Seminar | March 23 | 2-3 p.m. | 60 Evans Hall
Prof. Jiaxing Huang, Northwestern, Materials Science & Engineering
Curiosity-driven discoveries can often inspire new hypotheses in scientific research and solutions for problems. I will share a few such discoveries from my research group and my classrooms.
For example, crumpled paper balls in a wastebasket inspired a new form of ultrafine particles that becomes aggregation-resistant and can disperse in arbitrary solvents. This represents a new strategy to achieve colloidal processability without the need for tuning surface chemistry.
In another example, nanopatterns in Blu-ray movie discs are found to be suitable for improving the performance of solar cells through light trapping. This opens up a new way to design nanopatterns with the help of information processing algorithms.

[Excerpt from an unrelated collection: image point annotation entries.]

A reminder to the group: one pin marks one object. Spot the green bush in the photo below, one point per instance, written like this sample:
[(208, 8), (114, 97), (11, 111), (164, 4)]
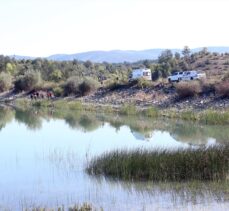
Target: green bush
[(222, 89), (72, 86), (151, 112), (28, 81), (188, 89), (58, 91), (5, 81), (128, 110), (203, 163), (143, 83), (87, 86)]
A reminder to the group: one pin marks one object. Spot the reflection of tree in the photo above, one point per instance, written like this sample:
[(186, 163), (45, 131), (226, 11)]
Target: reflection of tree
[(185, 192), (195, 133), (6, 116), (86, 122), (183, 131), (30, 118)]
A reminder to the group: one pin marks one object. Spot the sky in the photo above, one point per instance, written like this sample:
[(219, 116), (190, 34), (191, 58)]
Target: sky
[(46, 27)]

Finally, I will use a few examples from my classroom to illustrate how curiosity-driven enquiry enhances learning experience and empowers students to innovate. These teacher-students interactions in return inspires us to identify new research problems that are usually more relatable to our daily life, and to address these problems with materials solutions.
Jiaxing Huang did his PhD in Chem at UCLA and was a Miller Fellow here at UCB (Go Bears!) before joining Northwestern in 2007. Awards include a Guggenheim and the Humboldt as well as NSF and the Sloan Foundation; he is a Most Cited Researcher in MSE.